Was Bischof Mixa und seine Kollegen in ihren Argumenten unterschlagen, ist, dass diese Reformen nicht aus dem Nichts heraus entstanden sind und weder eine fixe Idee der Familienministerin noch ein perfider Plan der Wirtschaft zur Rekrutierung der gut ausgebildeten weiblichen Führungskräfte sind. Deshalb hier eine kurze Information für Bischof Mixa:
Das deutsche Volk will Kinderkrippenplätze! Die deutschen Frauen wollen nach der Geburt des Kindes und einer angemessenen Elternzeit wieder in ihren Beruf zurückkehren. Sie wollen es so sehr, dass sie sogar eher auf Kinder verzichten, als letztlich die Hausfrau zu spielen. Das beweisen die sinkenden Geburtenzahlen und sozialwissenschaftliche Umfragen zum Thema.
Es geht doch auch nicht darum, dass eigene Kind in die Krippe oder den Kindergarten abzuschieben, um möglichst wenig mit ihm zu tun zu haben. Es geht darum, für einige Stunden am Tag eine angemessene Betreuung für das Gör zu finden. Und damit wären wir dann auch beim Hauptbetroffenen der ganzen Diskussion und irgendwie wieder am Beginn des Textes: Die alten kinderlosen Männer wollen die Deutungshoheit darüber haben, was gut für anderer Leute Kinder ist. Nur wenig verwundert es, dass es umso besser sein soll je traditioneller die Betreuung ist: Mutti rules. Dass Kinderbetreuung heute nicht mehr viel mit den Schreckgespenstern aus DDR-Zeiten zu tun hat – Wobei auch damals nicht alles schlecht war: Ich war in der Krippe mit Sicherheit besser aufgehoben als bei meiner schrulligen Oma – ist an diesen Herren naturgemäß vorbeigegangen.
Vielleicht sollte mal jemand eine sozialwissenschaftliche Forschung unter Kleinkindern durchführen und sie zu ihren Einstellungen zu und Erfahrungen in Krippe und Kindergarten befragen.

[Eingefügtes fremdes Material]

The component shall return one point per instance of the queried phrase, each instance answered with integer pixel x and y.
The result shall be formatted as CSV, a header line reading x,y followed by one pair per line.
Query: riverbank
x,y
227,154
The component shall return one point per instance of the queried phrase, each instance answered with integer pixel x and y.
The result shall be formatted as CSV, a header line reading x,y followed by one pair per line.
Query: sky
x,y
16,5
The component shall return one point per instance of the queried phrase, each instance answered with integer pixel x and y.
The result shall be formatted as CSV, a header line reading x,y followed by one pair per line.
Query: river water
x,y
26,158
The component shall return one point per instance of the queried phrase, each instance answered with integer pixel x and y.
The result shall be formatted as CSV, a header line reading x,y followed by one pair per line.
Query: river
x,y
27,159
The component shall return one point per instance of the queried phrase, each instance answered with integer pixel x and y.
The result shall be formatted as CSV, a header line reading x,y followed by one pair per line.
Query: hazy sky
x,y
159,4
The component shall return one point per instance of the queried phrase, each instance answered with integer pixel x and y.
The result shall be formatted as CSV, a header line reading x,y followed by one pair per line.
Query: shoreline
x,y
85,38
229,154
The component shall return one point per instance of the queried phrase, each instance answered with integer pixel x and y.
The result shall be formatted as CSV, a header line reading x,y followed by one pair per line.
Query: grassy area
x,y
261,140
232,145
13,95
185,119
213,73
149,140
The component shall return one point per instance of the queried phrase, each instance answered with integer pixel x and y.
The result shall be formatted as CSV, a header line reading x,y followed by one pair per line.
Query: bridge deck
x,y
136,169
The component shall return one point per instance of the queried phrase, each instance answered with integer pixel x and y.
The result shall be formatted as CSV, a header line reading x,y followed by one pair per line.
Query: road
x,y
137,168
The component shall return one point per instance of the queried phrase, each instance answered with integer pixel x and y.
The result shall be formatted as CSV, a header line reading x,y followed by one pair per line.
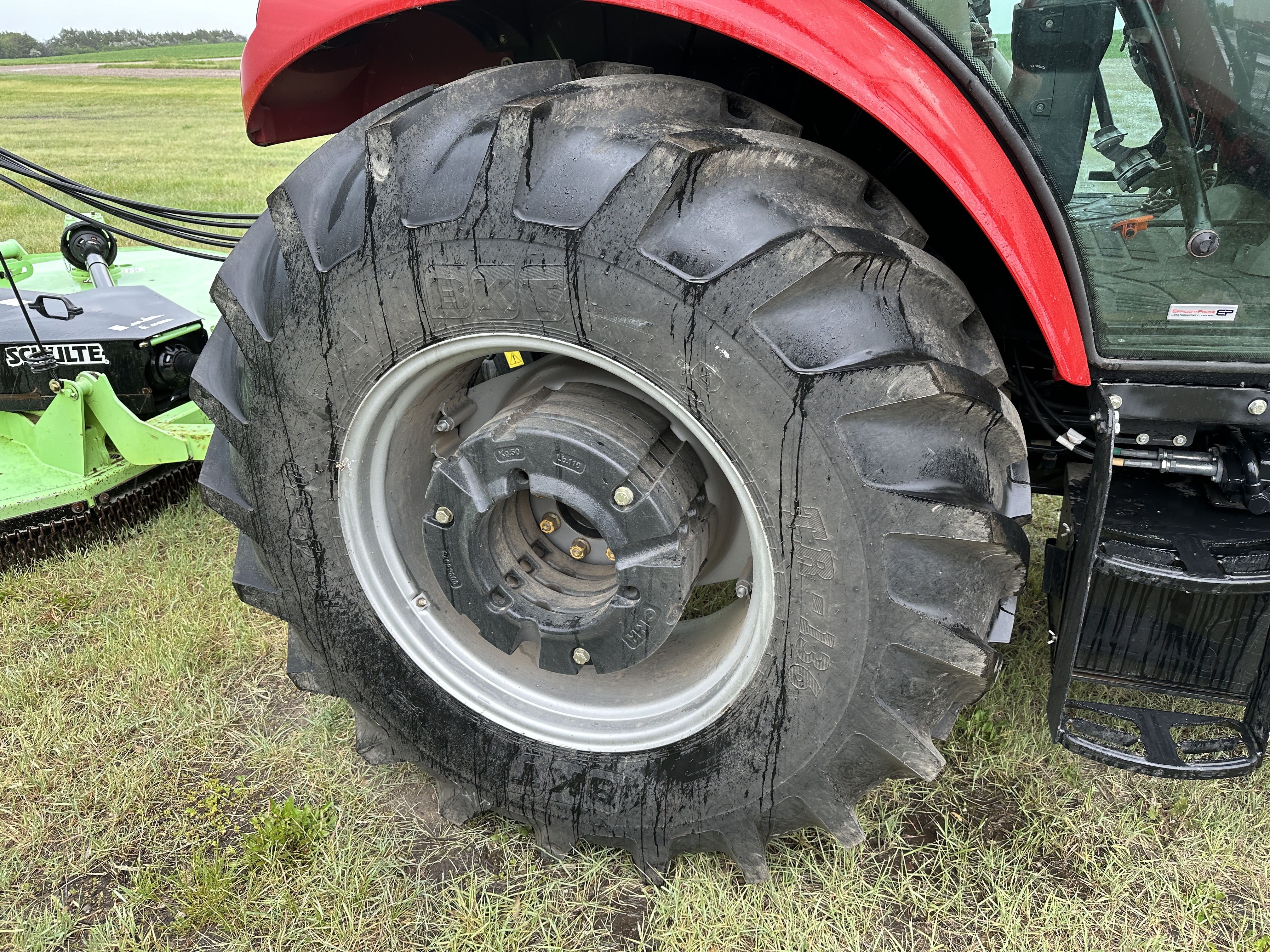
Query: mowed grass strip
x,y
178,143
164,786
174,65
182,51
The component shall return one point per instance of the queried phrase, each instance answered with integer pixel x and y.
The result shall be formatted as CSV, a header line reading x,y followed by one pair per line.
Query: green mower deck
x,y
64,466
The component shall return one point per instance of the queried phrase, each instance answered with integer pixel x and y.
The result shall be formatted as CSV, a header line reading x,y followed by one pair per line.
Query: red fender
x,y
844,44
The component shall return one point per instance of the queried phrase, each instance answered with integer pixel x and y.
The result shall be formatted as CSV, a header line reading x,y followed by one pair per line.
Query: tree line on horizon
x,y
18,46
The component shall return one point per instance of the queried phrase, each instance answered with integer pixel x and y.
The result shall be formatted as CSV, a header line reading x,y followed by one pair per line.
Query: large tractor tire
x,y
515,364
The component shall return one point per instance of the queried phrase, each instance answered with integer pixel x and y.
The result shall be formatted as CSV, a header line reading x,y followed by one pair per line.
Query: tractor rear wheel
x,y
515,365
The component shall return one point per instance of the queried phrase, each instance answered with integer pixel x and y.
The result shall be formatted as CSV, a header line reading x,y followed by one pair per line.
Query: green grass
x,y
164,786
186,51
174,65
177,141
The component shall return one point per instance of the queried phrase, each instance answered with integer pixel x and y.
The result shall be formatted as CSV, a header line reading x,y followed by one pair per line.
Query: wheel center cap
x,y
577,521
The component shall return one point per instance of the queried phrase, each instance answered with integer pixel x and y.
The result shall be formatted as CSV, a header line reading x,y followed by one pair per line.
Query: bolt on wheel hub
x,y
629,526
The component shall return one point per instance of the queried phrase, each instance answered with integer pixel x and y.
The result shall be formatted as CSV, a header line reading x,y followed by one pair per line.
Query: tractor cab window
x,y
1153,118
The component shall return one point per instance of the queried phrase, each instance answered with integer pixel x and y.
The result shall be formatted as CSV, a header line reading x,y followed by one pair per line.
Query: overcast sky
x,y
46,18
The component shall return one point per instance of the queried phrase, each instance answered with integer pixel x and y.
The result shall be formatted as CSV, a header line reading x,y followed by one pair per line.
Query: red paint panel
x,y
845,45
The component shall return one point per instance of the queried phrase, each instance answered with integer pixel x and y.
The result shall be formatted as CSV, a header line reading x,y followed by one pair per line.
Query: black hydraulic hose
x,y
139,206
107,204
117,231
1037,413
144,221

Ich kann mir nicht vorstellen, dass es so schlecht ist, den Tag mit Gleichaltrigen, Bergen von pädagogisch wertvollen Spielzeugen und Menschen – übrigens zumeist sehr muttiähnlichen Frauen – zu verbringen, die eben dafür ausgebildet wurden, kleine Kinder altersgerecht zu fördern und zu betreuen. Natürlich gibt es auch hier schwarze Schafe, aber Eltern werden überhaupt nicht auf ihre Eignung geprüft und sind wahrscheinlich öfter als uns lieb ist ungeeignet. Und ich glaube auch fast, dass ich entspannter wäre, wenn ich nachmittags mein Kind von der Krippe abhole und wir uns dann erzählen können, was wir den ganzen Tag gemacht haben, als wenn ich nachmittags gegen 2 schon wieder total genervt bin von Rollenspielen und Verstecken und Was-weiß-ich-nicht-alles.
Mixa und seine Kollegen im Geiste haben den eigentlichen Sinn von Vereinbarkeit von Familie und Beruf offenbar nicht verstanden: Familienleben soll möglich werden neben einer wie auch immer gearteten Berufstätigkeit. Krippen sollen keine Rund-um-die-Uhr-Zwangseinrichtungen werden, sondern den Müttern und Vätern eine Berufstätigkeit für einige Stunden am Tag ermöglichen.
Apropos: Die Argumentation der Traditionalisten lässt den Vater in der Regel außen vor oder erklärt ihn sogar als ungeeignet für vermeintlich mütterliche und häusliche Aufgaben. (Warum laufen die Männer nicht Sturm gegen solche Idiotie?) Mit Blick auf das Geschlecht und den bisherigen Lebensweg der Kritiker der modernen Familie glaube ich manchmal, dass es ihnen weniger um das viel bemühte Wohl des Kindes geht, sondern schlicht um die Verteidigung ihrer eigener Biografie, des von ihnen gewählten Lebensentwurfes – keine sehr günstige Ausgangslage für eine konstruktive Auseinandersetzung mit dem Thema.